Weather grows blue ribbon crops in Minnesota
GILFILLAN, Minn. - Weather conditions have been about as close to perfect across most of Minnesota as possible. This has put the state's corn crop in 87 percent good to excellent condition according to the U.S. Department of Agriculture. The only...
GILFILLAN, Minn. — Weather conditions have been about as close to perfect across most of Minnesota as possible.
This has put the state's corn crop in 87 percent good to excellent condition according to the U.S. Department of Agriculture. The only other year crops have performed similarly, 2010, was a record state average yield year with 177 bushels per acre.
If conditions hold, University of Minnesota Grain Marketing Specialist Ed Usset said the state could have an average corn yield in the mid-180s, with an outside chance of an average over 190. Usset and University of Minnesota Climatologist and Meteorologist Mark Seeley spoke on weather and grain marketing Aug. 6 at Farmfest.
"I've been arguing that Minnesota might be the blue ribbon state for crop conditions this year," Seeley said.
At 87 percent good to excellent, Minnesota had the best looking corn crop in the Corn Belt. Other top crops in the western Corn Belt are in Nebraska, with an 85 percent good to excellent crop, and Iowa, with 83 percent.
It's really been the tale of two Corn Belts this year, with conditions much more favorable in the west than the east, Usset said. In Illinois, 56 percent of the corn crop is in good to excellent condition. Indiana's crop rolls in at 47 percent, while Ohio is at 46 percent good to excellent.
Crop conditions in Minnesota were aided by the right weather at the right time, Seeley said. Conditions were ideal for timely field work for the first time in three years. Warm nights during June helped with growing degree days.

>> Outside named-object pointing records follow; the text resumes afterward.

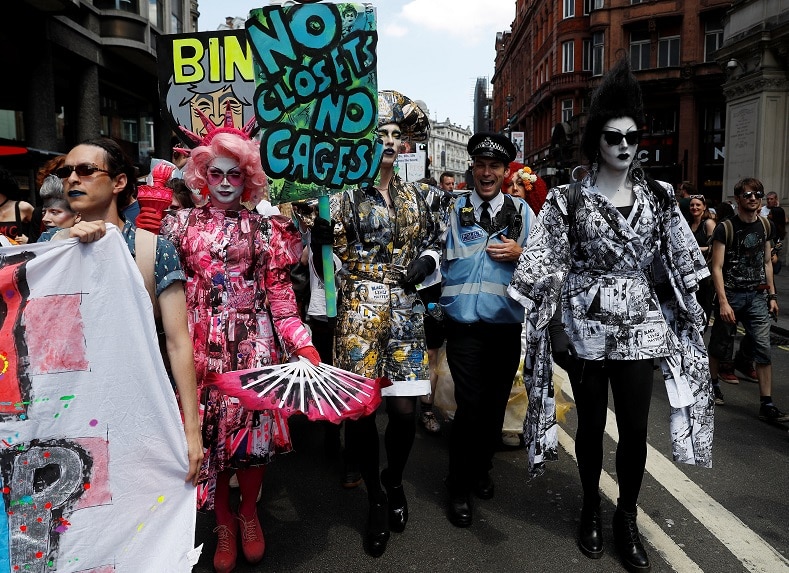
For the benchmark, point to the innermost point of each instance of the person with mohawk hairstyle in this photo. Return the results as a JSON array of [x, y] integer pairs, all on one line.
[[615, 255]]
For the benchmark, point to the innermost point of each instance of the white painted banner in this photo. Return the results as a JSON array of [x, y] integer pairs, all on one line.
[[92, 451]]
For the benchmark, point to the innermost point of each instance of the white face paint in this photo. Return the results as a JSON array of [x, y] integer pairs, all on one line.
[[223, 193], [618, 156]]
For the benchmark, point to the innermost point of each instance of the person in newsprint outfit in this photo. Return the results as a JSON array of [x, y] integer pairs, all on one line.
[[617, 256]]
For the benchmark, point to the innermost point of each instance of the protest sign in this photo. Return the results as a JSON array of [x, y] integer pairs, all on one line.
[[316, 96], [204, 71], [92, 451]]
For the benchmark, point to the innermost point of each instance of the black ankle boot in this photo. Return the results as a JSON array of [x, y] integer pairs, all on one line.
[[377, 533], [590, 533], [398, 506], [628, 542]]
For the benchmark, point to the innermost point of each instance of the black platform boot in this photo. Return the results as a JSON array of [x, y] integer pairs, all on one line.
[[628, 542], [398, 506], [377, 533]]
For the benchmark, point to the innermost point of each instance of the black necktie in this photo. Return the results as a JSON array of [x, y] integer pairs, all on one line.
[[484, 218]]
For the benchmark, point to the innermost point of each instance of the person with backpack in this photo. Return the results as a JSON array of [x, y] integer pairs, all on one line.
[[616, 256], [742, 273]]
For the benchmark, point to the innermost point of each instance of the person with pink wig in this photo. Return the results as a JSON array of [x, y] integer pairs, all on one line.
[[242, 314]]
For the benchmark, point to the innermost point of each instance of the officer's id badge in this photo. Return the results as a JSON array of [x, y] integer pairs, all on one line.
[[467, 216], [472, 235]]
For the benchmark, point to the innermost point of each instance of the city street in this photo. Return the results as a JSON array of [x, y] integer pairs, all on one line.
[[730, 518]]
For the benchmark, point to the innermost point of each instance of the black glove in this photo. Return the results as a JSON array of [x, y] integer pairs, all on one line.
[[417, 271], [562, 348], [322, 232]]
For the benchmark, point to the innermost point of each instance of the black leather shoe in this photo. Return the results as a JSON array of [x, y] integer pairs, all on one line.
[[377, 534], [398, 506], [459, 512], [484, 488], [628, 542], [590, 533]]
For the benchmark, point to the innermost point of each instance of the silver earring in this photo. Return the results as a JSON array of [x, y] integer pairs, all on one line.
[[593, 172], [636, 172]]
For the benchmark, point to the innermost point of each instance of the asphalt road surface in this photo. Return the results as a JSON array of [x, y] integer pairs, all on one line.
[[730, 518]]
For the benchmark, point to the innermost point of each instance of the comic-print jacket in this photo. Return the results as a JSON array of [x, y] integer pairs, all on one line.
[[602, 267], [373, 246]]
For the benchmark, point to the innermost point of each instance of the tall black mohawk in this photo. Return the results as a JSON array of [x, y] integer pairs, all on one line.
[[619, 95]]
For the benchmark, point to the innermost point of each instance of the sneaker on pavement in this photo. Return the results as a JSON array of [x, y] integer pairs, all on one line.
[[430, 422], [747, 371], [728, 375], [718, 395], [770, 413]]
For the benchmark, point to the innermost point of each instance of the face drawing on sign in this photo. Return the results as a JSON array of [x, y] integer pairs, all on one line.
[[207, 76]]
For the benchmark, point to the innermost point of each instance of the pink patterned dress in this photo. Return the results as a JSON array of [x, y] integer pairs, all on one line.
[[242, 314]]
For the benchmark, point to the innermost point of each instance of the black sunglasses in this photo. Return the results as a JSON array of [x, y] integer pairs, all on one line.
[[83, 170], [615, 138]]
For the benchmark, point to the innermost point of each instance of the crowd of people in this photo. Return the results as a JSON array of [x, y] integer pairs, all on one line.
[[609, 278]]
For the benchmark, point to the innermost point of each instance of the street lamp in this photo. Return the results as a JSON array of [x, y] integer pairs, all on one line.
[[509, 99]]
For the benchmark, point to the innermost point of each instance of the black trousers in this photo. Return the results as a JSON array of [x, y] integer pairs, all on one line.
[[483, 359], [631, 387]]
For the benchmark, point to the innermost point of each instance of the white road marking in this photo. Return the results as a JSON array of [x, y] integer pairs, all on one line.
[[650, 531], [755, 554]]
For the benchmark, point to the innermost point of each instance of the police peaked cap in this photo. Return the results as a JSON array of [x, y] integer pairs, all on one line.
[[494, 145]]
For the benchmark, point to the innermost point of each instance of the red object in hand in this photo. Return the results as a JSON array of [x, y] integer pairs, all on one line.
[[155, 199], [310, 353]]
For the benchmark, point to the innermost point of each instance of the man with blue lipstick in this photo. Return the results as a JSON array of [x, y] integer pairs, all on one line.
[[486, 234]]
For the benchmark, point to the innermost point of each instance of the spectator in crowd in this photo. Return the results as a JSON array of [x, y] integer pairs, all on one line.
[[16, 215], [702, 226], [446, 181], [684, 191], [56, 211], [742, 273], [613, 252]]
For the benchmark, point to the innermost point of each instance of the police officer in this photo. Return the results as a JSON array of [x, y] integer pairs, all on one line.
[[487, 231]]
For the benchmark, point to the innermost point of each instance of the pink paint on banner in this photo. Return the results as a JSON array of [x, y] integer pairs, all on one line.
[[54, 343]]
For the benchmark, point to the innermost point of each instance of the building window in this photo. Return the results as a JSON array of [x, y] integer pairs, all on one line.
[[567, 110], [668, 52], [588, 7], [129, 130], [587, 55], [713, 39], [568, 57], [639, 50], [598, 43], [125, 5]]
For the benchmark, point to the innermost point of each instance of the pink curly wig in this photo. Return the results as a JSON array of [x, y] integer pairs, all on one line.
[[247, 153]]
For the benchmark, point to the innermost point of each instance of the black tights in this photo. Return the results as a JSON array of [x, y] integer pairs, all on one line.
[[631, 387], [362, 439]]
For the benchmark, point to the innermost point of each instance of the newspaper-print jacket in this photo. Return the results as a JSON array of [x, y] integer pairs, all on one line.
[[602, 267]]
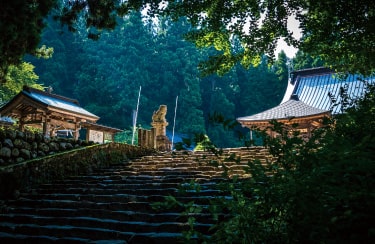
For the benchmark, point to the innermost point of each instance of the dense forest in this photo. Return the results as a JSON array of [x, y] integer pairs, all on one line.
[[105, 75]]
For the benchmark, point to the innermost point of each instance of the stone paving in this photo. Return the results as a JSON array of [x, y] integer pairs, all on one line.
[[114, 204]]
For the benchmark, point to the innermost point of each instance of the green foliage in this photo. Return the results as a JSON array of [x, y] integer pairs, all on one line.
[[155, 57], [319, 190], [21, 25], [17, 77]]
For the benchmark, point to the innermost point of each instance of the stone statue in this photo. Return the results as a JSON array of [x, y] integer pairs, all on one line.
[[159, 115]]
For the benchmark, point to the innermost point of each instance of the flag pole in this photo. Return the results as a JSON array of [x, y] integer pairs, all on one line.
[[174, 120], [136, 115]]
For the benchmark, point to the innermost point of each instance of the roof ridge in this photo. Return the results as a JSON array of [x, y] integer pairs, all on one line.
[[34, 90]]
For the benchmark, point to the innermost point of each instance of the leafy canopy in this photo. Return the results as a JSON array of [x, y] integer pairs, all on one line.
[[341, 32]]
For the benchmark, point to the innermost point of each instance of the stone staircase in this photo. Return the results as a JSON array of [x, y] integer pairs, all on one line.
[[115, 204]]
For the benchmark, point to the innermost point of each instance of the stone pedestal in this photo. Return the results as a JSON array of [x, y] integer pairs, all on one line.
[[159, 123]]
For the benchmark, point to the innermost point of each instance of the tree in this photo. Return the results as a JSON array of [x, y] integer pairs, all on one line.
[[17, 77], [340, 32], [21, 25]]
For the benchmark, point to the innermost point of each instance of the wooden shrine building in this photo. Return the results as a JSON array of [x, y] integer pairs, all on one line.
[[52, 113], [308, 99]]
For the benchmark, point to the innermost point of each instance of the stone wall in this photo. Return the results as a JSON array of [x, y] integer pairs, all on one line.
[[17, 146], [24, 175]]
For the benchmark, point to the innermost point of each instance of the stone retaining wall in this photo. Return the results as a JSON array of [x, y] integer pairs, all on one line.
[[59, 165], [17, 146]]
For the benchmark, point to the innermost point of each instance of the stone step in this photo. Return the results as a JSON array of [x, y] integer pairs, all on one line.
[[135, 216], [95, 223], [116, 204], [33, 232]]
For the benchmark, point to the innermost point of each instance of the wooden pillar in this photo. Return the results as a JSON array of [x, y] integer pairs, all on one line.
[[46, 126], [21, 124], [76, 129]]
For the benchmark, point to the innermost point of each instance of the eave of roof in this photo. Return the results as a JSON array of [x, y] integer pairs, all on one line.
[[293, 108], [51, 102], [105, 128]]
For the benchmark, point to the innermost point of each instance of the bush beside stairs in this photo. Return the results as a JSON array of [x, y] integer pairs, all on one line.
[[116, 204]]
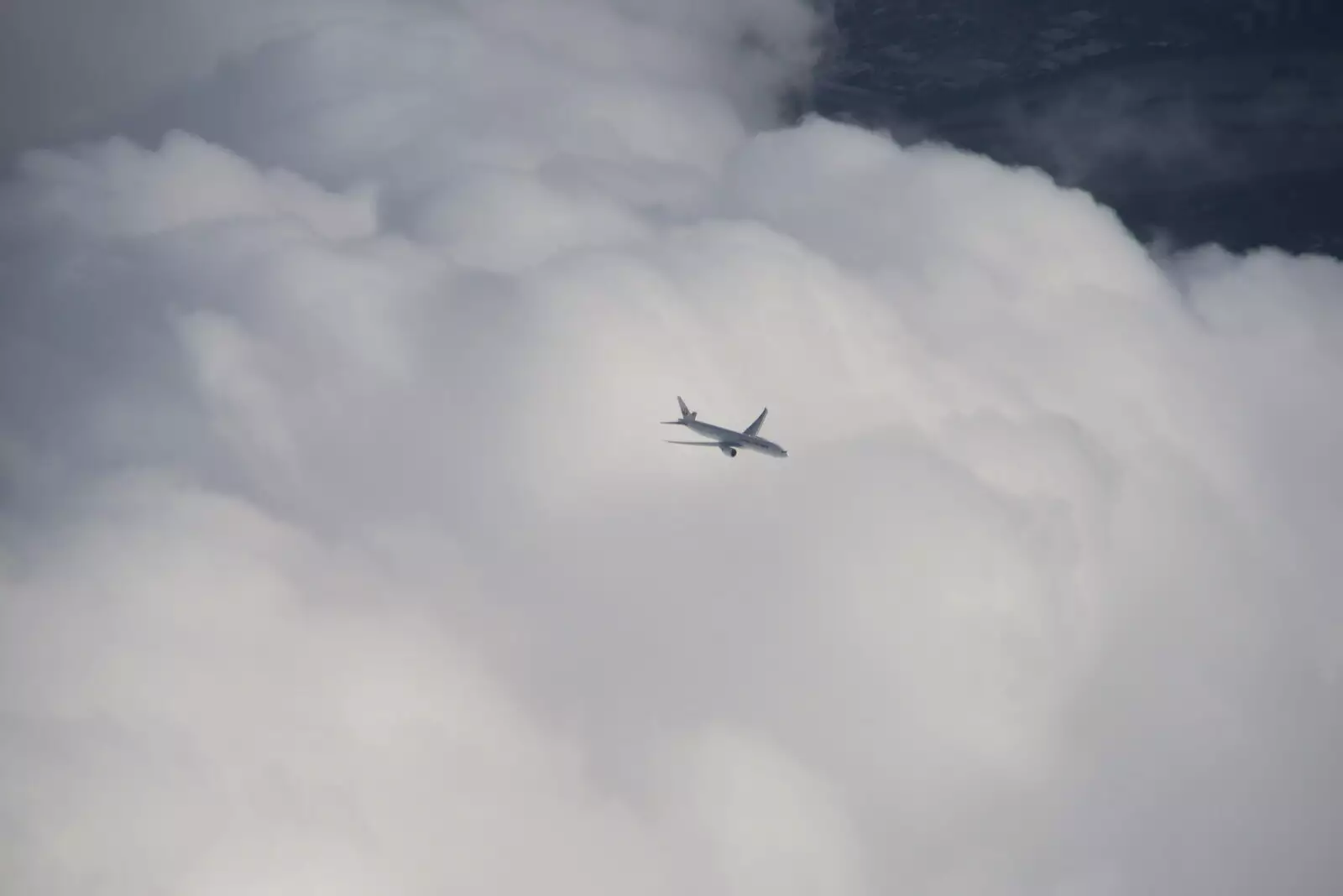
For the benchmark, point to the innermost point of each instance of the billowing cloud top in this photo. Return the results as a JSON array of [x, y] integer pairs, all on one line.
[[342, 553]]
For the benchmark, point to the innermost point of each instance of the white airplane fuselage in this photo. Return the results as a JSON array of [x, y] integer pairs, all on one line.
[[725, 440], [734, 439]]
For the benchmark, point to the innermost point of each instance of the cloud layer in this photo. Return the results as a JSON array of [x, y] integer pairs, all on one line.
[[342, 555]]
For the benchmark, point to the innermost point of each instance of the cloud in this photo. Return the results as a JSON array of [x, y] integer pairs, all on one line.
[[342, 555]]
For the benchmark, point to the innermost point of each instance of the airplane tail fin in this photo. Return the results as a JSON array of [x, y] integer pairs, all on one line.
[[685, 412]]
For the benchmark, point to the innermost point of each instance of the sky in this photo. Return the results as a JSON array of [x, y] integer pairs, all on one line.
[[340, 551]]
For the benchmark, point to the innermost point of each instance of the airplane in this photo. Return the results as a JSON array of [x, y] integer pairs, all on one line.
[[725, 440]]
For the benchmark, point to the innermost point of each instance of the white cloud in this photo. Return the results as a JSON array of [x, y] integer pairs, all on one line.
[[342, 553]]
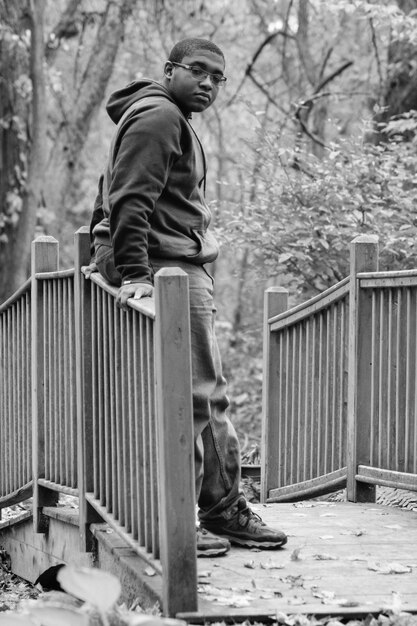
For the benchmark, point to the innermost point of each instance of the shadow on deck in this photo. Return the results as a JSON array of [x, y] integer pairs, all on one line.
[[341, 559]]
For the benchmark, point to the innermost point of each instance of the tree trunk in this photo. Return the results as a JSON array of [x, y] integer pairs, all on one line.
[[73, 131], [21, 188]]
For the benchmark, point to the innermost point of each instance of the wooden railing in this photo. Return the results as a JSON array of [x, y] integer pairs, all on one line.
[[340, 374], [99, 399], [15, 398]]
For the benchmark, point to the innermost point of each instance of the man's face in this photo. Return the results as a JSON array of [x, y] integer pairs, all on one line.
[[192, 94]]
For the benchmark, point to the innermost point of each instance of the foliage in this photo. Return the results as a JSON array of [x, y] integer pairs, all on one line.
[[307, 210]]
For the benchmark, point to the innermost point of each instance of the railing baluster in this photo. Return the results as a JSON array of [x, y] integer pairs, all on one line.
[[44, 258]]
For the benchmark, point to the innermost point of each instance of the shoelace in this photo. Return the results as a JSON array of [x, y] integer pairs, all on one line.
[[246, 515]]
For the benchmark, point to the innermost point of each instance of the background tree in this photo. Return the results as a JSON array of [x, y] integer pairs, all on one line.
[[297, 162]]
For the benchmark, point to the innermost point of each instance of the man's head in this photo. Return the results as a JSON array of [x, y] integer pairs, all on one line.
[[193, 74]]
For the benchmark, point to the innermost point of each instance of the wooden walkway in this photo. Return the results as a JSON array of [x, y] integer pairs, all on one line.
[[341, 558]]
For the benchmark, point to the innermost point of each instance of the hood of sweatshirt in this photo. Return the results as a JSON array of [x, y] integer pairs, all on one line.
[[121, 99]]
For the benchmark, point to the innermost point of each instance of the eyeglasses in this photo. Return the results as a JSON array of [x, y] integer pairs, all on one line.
[[199, 74]]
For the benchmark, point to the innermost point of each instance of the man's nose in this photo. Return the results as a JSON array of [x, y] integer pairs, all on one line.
[[206, 82]]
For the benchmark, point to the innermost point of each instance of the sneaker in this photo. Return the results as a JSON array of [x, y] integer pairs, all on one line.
[[209, 545], [242, 527]]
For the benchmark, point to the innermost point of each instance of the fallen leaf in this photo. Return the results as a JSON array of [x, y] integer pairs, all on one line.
[[325, 557], [295, 555], [293, 581], [7, 619], [99, 588], [53, 615], [296, 600], [347, 603], [389, 568], [393, 526], [322, 595], [270, 565]]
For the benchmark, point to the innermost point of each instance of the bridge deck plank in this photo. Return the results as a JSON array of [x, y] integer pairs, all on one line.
[[333, 563]]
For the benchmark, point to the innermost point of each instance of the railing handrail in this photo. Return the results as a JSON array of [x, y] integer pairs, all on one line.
[[307, 353], [23, 289], [313, 305], [55, 331], [146, 306]]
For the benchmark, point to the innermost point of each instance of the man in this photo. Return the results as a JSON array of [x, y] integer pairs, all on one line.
[[150, 213]]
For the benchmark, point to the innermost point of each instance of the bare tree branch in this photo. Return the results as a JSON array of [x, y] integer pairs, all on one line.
[[65, 29], [253, 61]]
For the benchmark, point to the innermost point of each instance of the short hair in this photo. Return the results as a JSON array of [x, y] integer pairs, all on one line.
[[188, 46]]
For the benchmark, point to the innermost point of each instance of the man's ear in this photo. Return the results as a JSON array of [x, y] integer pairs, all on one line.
[[168, 69]]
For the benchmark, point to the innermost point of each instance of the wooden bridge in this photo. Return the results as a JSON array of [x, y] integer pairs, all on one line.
[[96, 404]]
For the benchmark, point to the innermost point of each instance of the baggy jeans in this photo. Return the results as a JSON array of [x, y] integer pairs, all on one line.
[[217, 452]]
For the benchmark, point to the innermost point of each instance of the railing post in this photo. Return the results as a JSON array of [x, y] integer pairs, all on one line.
[[45, 258], [83, 352], [176, 441], [364, 258], [275, 302]]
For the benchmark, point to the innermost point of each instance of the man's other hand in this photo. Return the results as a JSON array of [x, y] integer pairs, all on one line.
[[133, 290]]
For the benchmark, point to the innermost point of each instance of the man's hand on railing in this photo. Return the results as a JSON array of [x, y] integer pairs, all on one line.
[[133, 290], [90, 269]]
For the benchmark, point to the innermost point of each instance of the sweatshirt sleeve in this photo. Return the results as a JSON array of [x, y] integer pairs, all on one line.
[[149, 146]]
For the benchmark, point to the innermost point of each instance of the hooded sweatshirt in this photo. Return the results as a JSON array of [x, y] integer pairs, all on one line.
[[151, 201]]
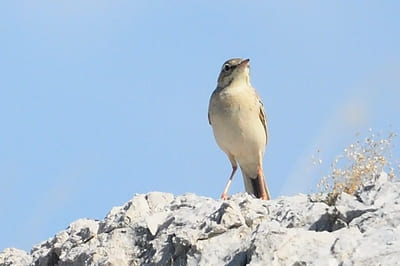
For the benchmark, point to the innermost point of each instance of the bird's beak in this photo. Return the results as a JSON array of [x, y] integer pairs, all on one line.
[[245, 62]]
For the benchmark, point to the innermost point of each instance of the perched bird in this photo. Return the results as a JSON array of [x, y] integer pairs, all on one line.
[[238, 120]]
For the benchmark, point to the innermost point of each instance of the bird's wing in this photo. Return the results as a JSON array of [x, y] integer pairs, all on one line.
[[263, 118]]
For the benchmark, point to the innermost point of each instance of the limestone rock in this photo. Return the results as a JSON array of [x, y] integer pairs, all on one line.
[[161, 229]]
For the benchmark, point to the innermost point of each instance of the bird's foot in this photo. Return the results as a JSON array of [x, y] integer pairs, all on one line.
[[224, 196]]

Though the soil started out dry, with 90 percent of Minnesota under one level of drought or another going into May, rain throughout that month eradicated the dryness problem for most of the state and helped recharge soil moisture stores.
"It started out a little shaky, but this has played out to be a very good (growing season) indeed," Seeley said.
On the marketing side of things, it's been a frustrating summer, Usset said.
Corn prices rallied briefly, but then backtracked.
"Deteriorative conditions in the eastern Corn Belt quit deteriorating," Usset said. "It was nice to have that volatility. I thought it would stick around."
Commodity prices on the whole, not just for grain, are on their way down, including for natural gas, minerals and other commodities, Usset said.
Last year, corn prices bottomed out around $3.21 per bushel, Usset said. He doesn't expect things to be worse than that, though anything can happen. The number can help give growers a sense of the worst things might be to make some plans.
Those with any corn sitting in a bin to sell should take advantage of any rally in the market now.
"If you've got grain, you've got to put a number on it," Usset said. "You're in a very defensive position if you've got grain left. Sometimes marketing decisions are about minimizing losses."
Soybean growing conditions have been favorable in Minnesota so far, with USDA reporting 81 percent of the crop in Minnesota in good to excellent condition. Iowa's crop isn't far behind at 79 percent and Nebraska's crop is 73 percent good to excellent. The eastern Corn Belt soybean crop has been suffering as the corn has, with Illinois soybeans at 54 percent and Indiana and Ohio's at 43 percent. Usset expects soybean stocks will rise sharply with this harvest.
Based on current conditions, Usset expects a national corn yield average around 160 bushels per acre. While the number may seem low compared to last year's record high of 171 bushels it's not very low in the grand scheme of things.
"It sets the stage for a better rally after harvest," Usset said.
He was careful to caution, though, that it's unlikely prices will return to where they were two years ago anytime soon. Why? Demand is steady and growing slowly, but supply has finally caught up to the demand ethanol generated. There would need to be a big supply problem somewhere in the United States or abroad to really rock prices.
"I think that's the mode we're going to be in for the next couple years," Usset said.